I do think that Tcl has done several things right, and that Lisp
has done several things wrong. 
But after nearly 40 years, we can say without much doubt that
Lisp has been one of the great intellectual successes in computer
languages. Like - what was it, Algol 60 that this was said about ? -
It's a great improvement over most of it's successors. 

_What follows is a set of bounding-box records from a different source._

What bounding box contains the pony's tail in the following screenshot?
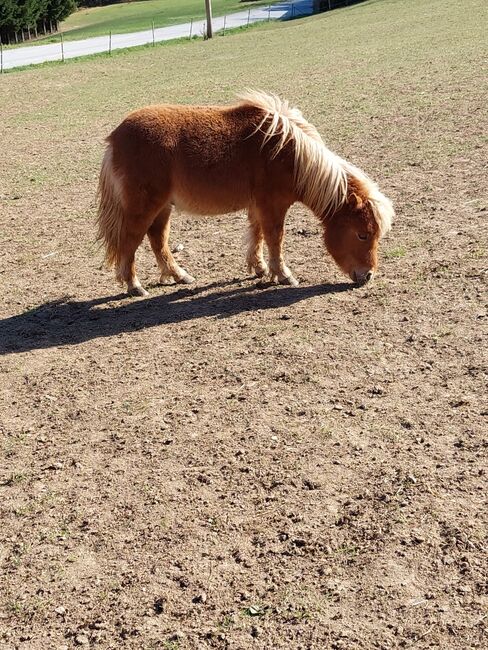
[97,144,125,267]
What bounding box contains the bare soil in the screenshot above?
[0,2,488,650]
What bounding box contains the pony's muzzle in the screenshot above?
[352,270,374,284]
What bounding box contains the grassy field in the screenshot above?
[32,0,276,43]
[0,0,488,650]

It would be unfair for me to ask where will Tcl be in 4o years.
I don't think that is the proper standard to apply. We're not
interested in posterity, but in practical tools now. But, I likewise
feel that judging Lisp by how many millionaries it may or may
not have created, compared to Basic or Unix is not the proper
standard for success or failure.  Lisp has been a success as an
idea and it's been a success as a tool, and it's got a more solid
track record in that regard than Tcl. I think there *was* a good
idea in that paper trying to get out, but this sort of thing does
more damage to your argument by undermining your credibility. 
I believe its more due to carelessness than to maliciousness,
but "careless with the truth" does not sound very complimentary. 


- Steve Majewski
<·····@Virginia.EDU>


P.S. 
  I've used Tcl, and I can attest: 
 "The problems outnumber the  success stories."